Solo un insegnante “evoluto” o “esperto”, un insegnante che ha mestiere può trovare il senso di questo ulteriore strumento (uno strumento tanto divertente quanto difficile da usare didatticamente), un insegnante competente che in virtù delle tecniche che padroneggia potrebbe, anche, fare a meno delle tecnologie (anche se credo che le tecnologie possano dare qualcosa in più).
Ma se non le ha, quell’insegnante, non sa perché usa le tecnologie e lo fa solo perché …. le tecnologie esistono, …. perché i nativi digitali, …. perché non se ne può fare a meno, …. perché altrimenti non si è al passo con i tempi, … perché, altrimenti, si fa la figura degli scansafatiche, …. perché che direbbe il dirigente.

Con il risultato di continuare a fare la solita mediocre lezione, di deprimersi dopo un po’ perché non vede risultati e di dare la colpa alle tecnologie.

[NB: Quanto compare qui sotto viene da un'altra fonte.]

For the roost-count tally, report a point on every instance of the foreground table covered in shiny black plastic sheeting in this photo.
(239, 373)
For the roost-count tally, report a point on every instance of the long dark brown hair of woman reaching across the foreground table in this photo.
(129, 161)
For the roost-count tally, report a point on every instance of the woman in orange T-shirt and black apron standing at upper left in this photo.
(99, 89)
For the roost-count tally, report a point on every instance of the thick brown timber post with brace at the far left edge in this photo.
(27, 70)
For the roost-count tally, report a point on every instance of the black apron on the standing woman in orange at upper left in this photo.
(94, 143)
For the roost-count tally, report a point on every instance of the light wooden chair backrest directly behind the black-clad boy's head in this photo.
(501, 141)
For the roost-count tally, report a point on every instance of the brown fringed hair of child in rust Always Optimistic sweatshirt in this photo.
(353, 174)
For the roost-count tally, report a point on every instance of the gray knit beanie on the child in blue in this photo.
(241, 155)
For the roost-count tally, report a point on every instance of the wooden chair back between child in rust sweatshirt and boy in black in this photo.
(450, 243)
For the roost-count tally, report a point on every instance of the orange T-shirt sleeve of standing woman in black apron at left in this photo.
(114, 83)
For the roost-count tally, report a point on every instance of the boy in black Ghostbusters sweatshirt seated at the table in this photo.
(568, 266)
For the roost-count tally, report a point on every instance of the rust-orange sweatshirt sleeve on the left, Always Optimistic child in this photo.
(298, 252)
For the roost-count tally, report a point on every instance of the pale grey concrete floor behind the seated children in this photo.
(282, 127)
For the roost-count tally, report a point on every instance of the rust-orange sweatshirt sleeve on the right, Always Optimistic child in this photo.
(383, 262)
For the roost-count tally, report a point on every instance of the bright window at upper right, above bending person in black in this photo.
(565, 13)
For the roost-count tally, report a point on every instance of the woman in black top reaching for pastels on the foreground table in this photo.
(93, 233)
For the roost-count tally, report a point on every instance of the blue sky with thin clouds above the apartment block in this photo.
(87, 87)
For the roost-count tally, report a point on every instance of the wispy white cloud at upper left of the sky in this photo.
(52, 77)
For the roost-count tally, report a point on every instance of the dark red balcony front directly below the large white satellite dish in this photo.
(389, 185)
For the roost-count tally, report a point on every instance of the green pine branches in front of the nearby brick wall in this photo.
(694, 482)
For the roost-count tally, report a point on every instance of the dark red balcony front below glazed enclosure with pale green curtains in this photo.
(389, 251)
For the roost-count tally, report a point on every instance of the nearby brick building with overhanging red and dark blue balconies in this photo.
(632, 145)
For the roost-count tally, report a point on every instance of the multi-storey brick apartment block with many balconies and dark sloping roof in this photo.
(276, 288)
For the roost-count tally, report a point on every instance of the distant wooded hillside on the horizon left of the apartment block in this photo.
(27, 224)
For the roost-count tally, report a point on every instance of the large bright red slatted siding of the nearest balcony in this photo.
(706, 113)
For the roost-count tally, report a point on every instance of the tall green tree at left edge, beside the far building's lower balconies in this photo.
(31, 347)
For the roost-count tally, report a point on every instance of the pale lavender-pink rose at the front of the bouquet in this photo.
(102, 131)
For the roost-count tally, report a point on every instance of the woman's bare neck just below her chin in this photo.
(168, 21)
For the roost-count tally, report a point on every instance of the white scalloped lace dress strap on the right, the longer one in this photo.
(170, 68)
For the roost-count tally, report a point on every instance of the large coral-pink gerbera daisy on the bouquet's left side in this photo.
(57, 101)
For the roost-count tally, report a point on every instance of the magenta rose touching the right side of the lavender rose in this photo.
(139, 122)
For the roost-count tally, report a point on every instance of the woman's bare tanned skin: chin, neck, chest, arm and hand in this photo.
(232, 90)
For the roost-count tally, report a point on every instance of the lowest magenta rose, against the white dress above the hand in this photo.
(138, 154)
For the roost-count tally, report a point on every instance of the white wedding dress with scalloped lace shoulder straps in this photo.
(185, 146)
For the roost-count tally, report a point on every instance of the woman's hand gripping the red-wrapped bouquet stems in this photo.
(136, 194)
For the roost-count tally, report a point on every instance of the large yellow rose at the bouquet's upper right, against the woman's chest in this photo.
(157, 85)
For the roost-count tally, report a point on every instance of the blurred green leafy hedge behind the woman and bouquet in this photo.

Allora, il “novizio” (c’è chi rimane novizio per tutta la vita perché “fare esperienza” non vuol dire “avere esperienza”) non potrà mai accedere alla gioia delle tecnologie? Dico di si, ma questa è un’altra storia

Quindi chi ha a cuore la buona immagine ed il buon uso delle tecnologie didattiche (io sono tra questi), sia severo, sia esigente, abbia elevate aspettative e non si accodi al gregge delle pecore che belano tontamente dietro l’ultima tecnologia.